Wie vom BAG in seiner Entscheidung vom 03. August 2005 angedeutet, sind auch solche Tätigkeiten, die mit Tätigkeiten in der Urproduktion in engem Zusammenhang stehen, nicht dem baugewerblichen Bereich zuzuordnen. Soweit das in früheren Entscheidungen des BAG anders gesehen und z. B. davon ausgegangen wurde, dass etwa Drainagearbeiten, die allein zum Zwecke der Entwässerung von landwirtschaftlichen Flächen durchgeführt wurden, zwar spezifisch landwirtschaftlicher Natur seien, aber zugleich auch von § 1 Abs. 2 Abschnitt V Ziffer 2 VTV erfasst würden (vgl. BAG 24. Januar 1990 - 4 AZR 561/89 - AP Nr. 126 zu § 1 TVG Tarifverträge: Bau; BAG 26. Januar 1994 - 10 AZR 130/92 - Juris), ist dem nicht zu folgen. Vielmehr gilt, dass die Erstellung von Gewächshäusern, die nach allgemeiner Definition meist allseitig verglaste Schutzhäuser darstellen, in denen die zur Anzucht und Pflege von Pflanzen notwendigen klimatischen Bedingungen (Beleuchtung, Temperatur, Luftfeuchtigkeit) erzeugt werden können (Brockhaus/Wahrig, Deutsches Wörterbuch 1981, 2. Aufl.), unmittelbar und primär der gartenbaulichen Produktion dienen, soweit sie nicht auch etwa zu Forschungszwecken oder zur Zur-Schau-Stellung etwa in botanischen Gärten eingesetzt werden. Die Bauweise kann dabei variieren von einfachen Foliengewächshäusern, die über der zu bebauenden Fläche aufgestellt werden, über fest verankerte bis hin zu gemauerten Gewächshäusern, die mit lichtdurchlässigen Abdeckungen aus Glas, Glasfaser oder Kunststofffolien, mit Insektennetzen und Schattiergewebe, mit Lüftung und Temperaturregelung, ggf. mit Bewässerungs-, Beregnungs- und Heizungsanlagen etc. ausgestattet sind. Wie immer diese Anlagen auch errichtet und ausgestattet sind, dienen sie überwiegend und unmittelbar der gartenbaulichen Produktion, weshalb auch diejenigen Tätigkeiten, die mit ihrer Erstellung, Instandsetzung, Instandhaltung, Änderung oder Beseitigung verbunden sind, der Urproduktion dienen.

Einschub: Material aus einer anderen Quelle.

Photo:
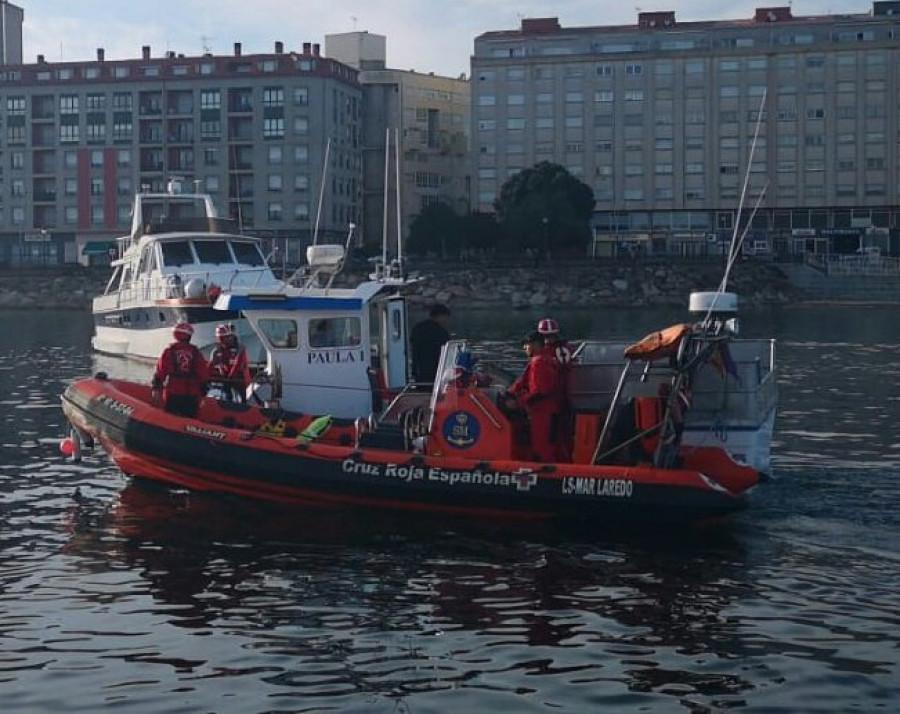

Unabhängig davon, dass entgegen der Ansicht des Beklagten der Auskunftsklage nicht etwa deshalb das Rechtsschutzbedürfnis fehlt, weil der Beklagte zur Abwendung der Zwangsvollstreckung die Auskunft erteilt hat (vgl. dazu Palandt, BGB, 63. Aufl. 2004, § 362 Rn 12, m.w.N.), sind sowohl die Auskunftsklage wie auch die im Wege der Anschlussberufung erhobene Beitragsklage abzuweisen, da der Betrieb des Beklagten im Klagezeitraum nicht dem betrieblichen Geltungsbereich des VTV unterfiel; aus diesem Grunde konnte auch durch die Auskunftserteilung die Hauptsache nicht erledigt werden.

Der Kläger hat gem. § 91 ZPO die Kosten des Rechtsstreits zu tragen.

Die Revision wird gem. § 72 Abs. 2 ArbGG zugelassen.